Detailed examination of the present status of physiology, more specifically exercise physiology, reveals that the idea of prescribing "something" by a clinician is not always, by definition, exactly clinical. For example, consider the following conditions:  (a) Body weight control through exercise and diet control is a kind of "physiological manipulation" that has no connection with medicine. Therefore, for some exercise physiologists, the question is "Why is it that this kind of therapeutic measure can not be prescribed by exercise physiologists?"  Of course it is understandable that an exercise prescription by a half-educated therapist could be dangerous and life threatening. Take the case of the overweight CHD patient. An overdose of exercise can create obvious problems.  (b) Several naturally available compounds are now listed as pharmaceutical products. Vitamins, for example, are essential for the body.  These are either produced in the body or drived from food.  Why is it that the prescription of food specialties should fall only in the hands of clinical practitioners?  (c) Alternative medicine practictioners use natural products to treat a variety of conditions. Why aren't these products and the treatments considered physiological treatments?  There are many such examples in the literature and in real life. 

The term "medicine" is very attractive to the general population.  So, to raise the status of a particular discipline to the level of being "medicine-like" becomes an important attachment.  Take physiotherapy as an example, most of the medicine-like methods used are actually physiological manipulations. Still, in many countries, most people are aware of the difference between `Physiology' and `Physiotherapy'.  Despite the organizational complexity of the two disciplines, the facts are they are different.  Physiology has donated essentially everything to the other areas and yet the areas covered under physiology per se have narrowed.  Similarly, exercise physiology, in its own way (both historically and through its own research), has set the stage for physical therapists, nurses, and occupational therapists to engage in cardiopulmonary rehabilitation. 

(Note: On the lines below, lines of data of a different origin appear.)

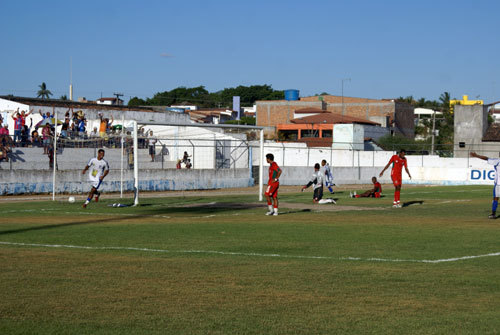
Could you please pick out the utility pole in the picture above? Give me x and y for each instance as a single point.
(342, 80)
(118, 95)
(433, 130)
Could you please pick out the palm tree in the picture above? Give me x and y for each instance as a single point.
(43, 92)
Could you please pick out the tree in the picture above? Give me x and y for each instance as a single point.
(43, 92)
(446, 126)
(135, 101)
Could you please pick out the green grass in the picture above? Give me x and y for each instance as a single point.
(222, 270)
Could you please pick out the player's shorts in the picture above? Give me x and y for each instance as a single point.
(496, 191)
(397, 180)
(96, 183)
(272, 190)
(318, 193)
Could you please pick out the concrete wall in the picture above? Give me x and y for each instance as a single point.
(357, 167)
(470, 124)
(72, 181)
(7, 108)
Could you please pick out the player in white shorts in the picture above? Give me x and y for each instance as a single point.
(496, 188)
(99, 169)
(327, 172)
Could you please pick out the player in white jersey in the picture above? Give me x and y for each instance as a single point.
(496, 188)
(99, 169)
(317, 180)
(325, 168)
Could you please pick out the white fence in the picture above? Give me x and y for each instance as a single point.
(353, 166)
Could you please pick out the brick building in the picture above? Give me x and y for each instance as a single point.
(388, 113)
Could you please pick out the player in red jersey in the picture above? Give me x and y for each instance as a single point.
(272, 185)
(397, 161)
(373, 193)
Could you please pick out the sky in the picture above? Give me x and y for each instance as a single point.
(370, 49)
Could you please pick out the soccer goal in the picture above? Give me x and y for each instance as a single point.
(155, 157)
(169, 156)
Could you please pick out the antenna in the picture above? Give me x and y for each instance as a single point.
(118, 95)
(70, 78)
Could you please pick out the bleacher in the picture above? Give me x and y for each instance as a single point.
(22, 158)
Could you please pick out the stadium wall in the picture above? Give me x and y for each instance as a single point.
(72, 181)
(358, 167)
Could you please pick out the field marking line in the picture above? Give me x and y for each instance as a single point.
(455, 259)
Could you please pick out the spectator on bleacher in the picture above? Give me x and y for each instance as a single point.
(5, 142)
(81, 127)
(3, 153)
(50, 154)
(185, 158)
(141, 141)
(151, 144)
(65, 127)
(94, 133)
(25, 135)
(4, 131)
(46, 115)
(18, 125)
(36, 141)
(46, 136)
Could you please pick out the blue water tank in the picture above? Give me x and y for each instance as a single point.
(291, 95)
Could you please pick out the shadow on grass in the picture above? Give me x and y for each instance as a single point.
(149, 211)
(68, 224)
(416, 202)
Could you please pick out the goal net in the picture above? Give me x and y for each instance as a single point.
(168, 157)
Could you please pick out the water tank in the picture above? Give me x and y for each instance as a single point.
(291, 95)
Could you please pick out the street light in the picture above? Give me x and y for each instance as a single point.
(342, 80)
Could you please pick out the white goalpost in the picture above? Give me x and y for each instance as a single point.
(217, 136)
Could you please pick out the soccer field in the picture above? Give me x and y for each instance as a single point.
(215, 264)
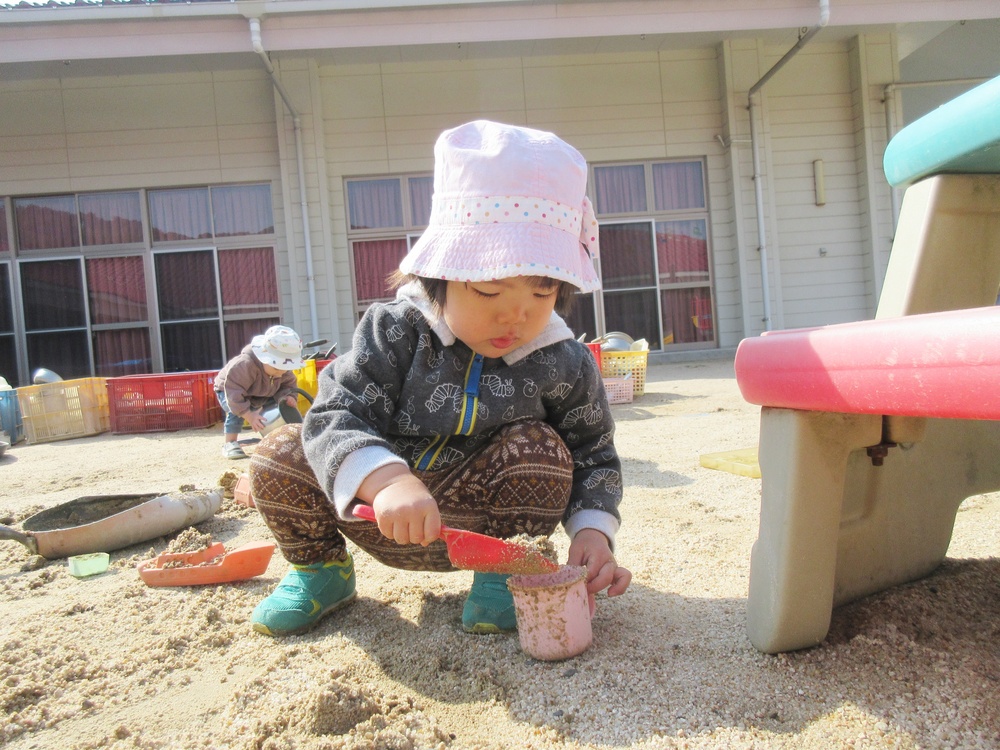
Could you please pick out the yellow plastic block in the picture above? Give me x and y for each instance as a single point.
(742, 462)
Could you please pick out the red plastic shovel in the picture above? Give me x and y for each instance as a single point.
(487, 554)
(211, 565)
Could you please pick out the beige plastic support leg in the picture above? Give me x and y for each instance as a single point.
(803, 462)
(834, 527)
(946, 252)
(898, 518)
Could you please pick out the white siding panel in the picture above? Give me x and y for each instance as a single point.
(131, 107)
(584, 83)
(352, 96)
(460, 91)
(35, 111)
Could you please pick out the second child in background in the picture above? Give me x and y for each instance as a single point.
(259, 375)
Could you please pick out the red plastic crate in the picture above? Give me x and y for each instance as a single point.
(163, 403)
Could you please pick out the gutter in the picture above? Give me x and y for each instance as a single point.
(258, 47)
(824, 17)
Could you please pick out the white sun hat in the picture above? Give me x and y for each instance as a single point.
(508, 201)
(280, 347)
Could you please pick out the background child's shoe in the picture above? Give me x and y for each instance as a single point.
(233, 450)
(305, 595)
(489, 607)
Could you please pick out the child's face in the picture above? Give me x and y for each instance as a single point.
(495, 317)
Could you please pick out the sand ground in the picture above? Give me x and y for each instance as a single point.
(108, 662)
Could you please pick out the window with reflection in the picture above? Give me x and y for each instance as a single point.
(110, 218)
(47, 222)
(116, 294)
(4, 240)
(55, 317)
(186, 290)
(8, 341)
(239, 210)
(381, 231)
(249, 295)
(655, 261)
(179, 214)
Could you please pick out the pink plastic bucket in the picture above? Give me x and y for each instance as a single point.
(553, 613)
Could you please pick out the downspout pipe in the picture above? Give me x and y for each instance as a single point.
(824, 17)
(258, 47)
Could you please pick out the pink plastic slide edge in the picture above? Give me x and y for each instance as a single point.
(944, 365)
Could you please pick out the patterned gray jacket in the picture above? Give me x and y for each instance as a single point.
(409, 391)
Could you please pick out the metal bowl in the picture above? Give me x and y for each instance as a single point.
(42, 376)
(616, 341)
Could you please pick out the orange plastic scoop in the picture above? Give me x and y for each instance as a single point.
(210, 565)
(487, 554)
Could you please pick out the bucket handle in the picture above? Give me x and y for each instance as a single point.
(6, 532)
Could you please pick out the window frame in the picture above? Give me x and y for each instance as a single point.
(652, 218)
(409, 231)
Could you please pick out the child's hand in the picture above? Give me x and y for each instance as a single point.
(406, 511)
(591, 548)
(256, 420)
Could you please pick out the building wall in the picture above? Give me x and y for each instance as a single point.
(153, 130)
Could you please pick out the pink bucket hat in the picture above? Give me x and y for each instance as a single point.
(508, 201)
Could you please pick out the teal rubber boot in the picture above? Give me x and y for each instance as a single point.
(489, 607)
(305, 595)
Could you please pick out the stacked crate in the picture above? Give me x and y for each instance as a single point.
(163, 403)
(65, 409)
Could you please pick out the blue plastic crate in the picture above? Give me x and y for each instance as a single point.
(10, 416)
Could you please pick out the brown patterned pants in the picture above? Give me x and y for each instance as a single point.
(518, 483)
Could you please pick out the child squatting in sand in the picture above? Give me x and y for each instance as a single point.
(466, 401)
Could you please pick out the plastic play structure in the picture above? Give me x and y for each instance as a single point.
(873, 433)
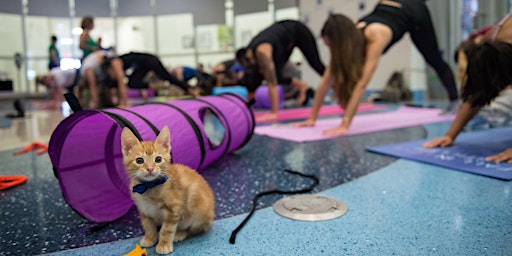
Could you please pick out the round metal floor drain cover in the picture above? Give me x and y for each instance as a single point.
(310, 207)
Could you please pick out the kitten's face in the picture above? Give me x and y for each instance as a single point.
(147, 160)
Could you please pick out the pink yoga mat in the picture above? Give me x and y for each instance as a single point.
(302, 113)
(365, 123)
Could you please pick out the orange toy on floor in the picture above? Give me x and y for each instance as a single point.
(137, 251)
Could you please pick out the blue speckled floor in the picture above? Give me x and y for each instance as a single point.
(395, 206)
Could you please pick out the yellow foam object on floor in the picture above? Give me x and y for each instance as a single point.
(138, 251)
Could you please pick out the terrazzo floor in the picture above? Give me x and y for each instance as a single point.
(396, 207)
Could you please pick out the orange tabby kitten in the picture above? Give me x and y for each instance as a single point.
(171, 196)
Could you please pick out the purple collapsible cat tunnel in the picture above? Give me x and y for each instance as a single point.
(85, 148)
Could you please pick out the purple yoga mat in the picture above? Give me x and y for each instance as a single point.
(300, 113)
(362, 123)
(85, 148)
(467, 154)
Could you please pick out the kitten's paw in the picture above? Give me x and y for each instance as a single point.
(164, 248)
(147, 241)
(180, 236)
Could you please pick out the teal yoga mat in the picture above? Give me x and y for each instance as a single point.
(466, 155)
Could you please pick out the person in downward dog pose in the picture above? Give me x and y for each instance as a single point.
(486, 76)
(356, 50)
(267, 54)
(173, 197)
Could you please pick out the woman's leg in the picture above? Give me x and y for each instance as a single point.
(307, 45)
(424, 37)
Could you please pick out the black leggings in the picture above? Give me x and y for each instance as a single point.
(424, 38)
(142, 63)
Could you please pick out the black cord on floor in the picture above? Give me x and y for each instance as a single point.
(232, 238)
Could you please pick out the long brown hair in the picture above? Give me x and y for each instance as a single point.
(348, 51)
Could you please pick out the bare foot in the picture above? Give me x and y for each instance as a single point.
(267, 118)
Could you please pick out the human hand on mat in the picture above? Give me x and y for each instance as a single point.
(194, 91)
(439, 142)
(340, 130)
(307, 123)
(505, 156)
(267, 117)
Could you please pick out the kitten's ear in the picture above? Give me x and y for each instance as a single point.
(164, 138)
(128, 140)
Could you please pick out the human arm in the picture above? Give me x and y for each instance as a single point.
(116, 66)
(323, 87)
(93, 91)
(375, 45)
(466, 113)
(53, 55)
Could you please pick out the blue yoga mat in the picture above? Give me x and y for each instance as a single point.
(467, 154)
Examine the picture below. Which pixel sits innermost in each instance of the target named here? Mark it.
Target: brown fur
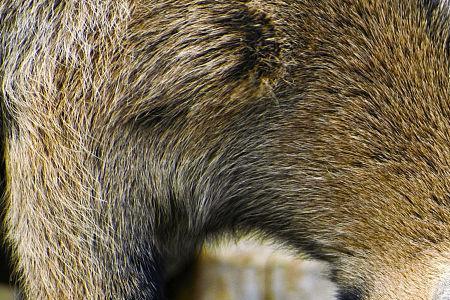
(135, 129)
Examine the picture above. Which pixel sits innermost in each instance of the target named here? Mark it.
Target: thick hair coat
(133, 130)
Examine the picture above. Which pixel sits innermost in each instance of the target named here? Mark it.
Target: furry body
(133, 130)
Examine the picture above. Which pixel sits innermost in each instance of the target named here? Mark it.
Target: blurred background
(245, 270)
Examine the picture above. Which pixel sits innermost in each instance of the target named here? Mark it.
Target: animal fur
(133, 130)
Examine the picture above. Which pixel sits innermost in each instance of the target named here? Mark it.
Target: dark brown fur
(134, 130)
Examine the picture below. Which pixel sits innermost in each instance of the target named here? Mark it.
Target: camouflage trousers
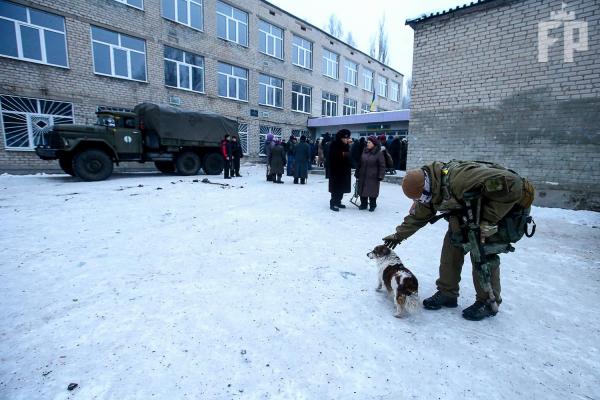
(451, 263)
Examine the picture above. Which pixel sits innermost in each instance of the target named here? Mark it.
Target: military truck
(175, 140)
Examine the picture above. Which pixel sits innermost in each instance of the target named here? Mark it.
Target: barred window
(184, 70)
(270, 91)
(32, 35)
(25, 120)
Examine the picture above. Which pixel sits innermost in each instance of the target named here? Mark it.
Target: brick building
(250, 60)
(483, 88)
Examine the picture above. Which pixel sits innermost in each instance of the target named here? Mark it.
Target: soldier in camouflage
(443, 187)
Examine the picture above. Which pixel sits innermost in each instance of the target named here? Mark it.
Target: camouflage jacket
(500, 188)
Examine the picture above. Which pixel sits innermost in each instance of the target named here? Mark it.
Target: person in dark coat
(237, 153)
(326, 144)
(268, 147)
(340, 169)
(289, 148)
(301, 160)
(226, 151)
(356, 151)
(370, 173)
(277, 161)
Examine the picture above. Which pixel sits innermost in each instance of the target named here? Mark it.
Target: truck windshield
(106, 120)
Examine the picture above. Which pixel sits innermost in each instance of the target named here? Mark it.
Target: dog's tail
(412, 302)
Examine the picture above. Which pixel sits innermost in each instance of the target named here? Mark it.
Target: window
(118, 55)
(233, 82)
(301, 96)
(382, 86)
(186, 12)
(351, 70)
(270, 91)
(350, 106)
(328, 105)
(271, 39)
(395, 91)
(243, 134)
(301, 52)
(184, 70)
(368, 79)
(26, 120)
(133, 3)
(232, 24)
(32, 35)
(330, 64)
(262, 137)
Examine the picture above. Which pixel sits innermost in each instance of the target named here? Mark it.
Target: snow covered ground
(150, 286)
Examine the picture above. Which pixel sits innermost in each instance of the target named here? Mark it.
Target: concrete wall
(479, 92)
(86, 90)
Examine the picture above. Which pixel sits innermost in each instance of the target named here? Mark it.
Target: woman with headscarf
(340, 169)
(370, 173)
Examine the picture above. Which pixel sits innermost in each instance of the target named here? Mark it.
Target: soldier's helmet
(413, 183)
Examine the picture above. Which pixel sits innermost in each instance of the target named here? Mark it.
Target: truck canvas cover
(173, 123)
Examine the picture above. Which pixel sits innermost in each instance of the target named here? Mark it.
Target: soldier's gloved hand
(391, 241)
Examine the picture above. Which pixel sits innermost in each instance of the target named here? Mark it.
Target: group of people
(294, 156)
(486, 205)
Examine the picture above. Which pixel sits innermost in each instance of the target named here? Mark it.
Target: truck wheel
(66, 164)
(188, 163)
(92, 165)
(166, 167)
(213, 164)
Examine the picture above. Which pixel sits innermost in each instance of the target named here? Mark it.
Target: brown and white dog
(398, 280)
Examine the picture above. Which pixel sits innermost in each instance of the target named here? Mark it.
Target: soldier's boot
(439, 300)
(363, 203)
(478, 311)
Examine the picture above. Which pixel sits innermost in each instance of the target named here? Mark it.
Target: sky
(362, 18)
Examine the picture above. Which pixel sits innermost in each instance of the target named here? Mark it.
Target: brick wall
(479, 92)
(78, 84)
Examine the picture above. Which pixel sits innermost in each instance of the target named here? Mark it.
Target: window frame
(236, 78)
(270, 88)
(237, 24)
(299, 95)
(371, 80)
(382, 82)
(18, 24)
(119, 47)
(395, 91)
(354, 72)
(351, 107)
(325, 104)
(190, 73)
(188, 3)
(299, 48)
(126, 2)
(266, 35)
(326, 62)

We should remember that multiplication of `Hydra' makes it difficult to recognize the primary one, because the primary hydra gives birth to many similar specimens and remains one of them.  So, before we de-attach ourselves from medical field, a serious thought must be given to the idea:  "Exercise physiologists are physiologists in the first place, right!  Or, is it that they are only exercise physiologists!"  It may be important to recognize physiology as a basic science for many schools of thinking before exercise physiology can be a basic science itself.


References

1. Beck, W.S. (1971). Human Design: Molecular, Cellular, and Systematic Physiology. New York, NY: Harcourt Brace Jovanovich, Inc. 
2. Fox, S.I. (1996). Human Physiology. 5th edition. Dubuque, IA: Wm.C. Brown Publishers.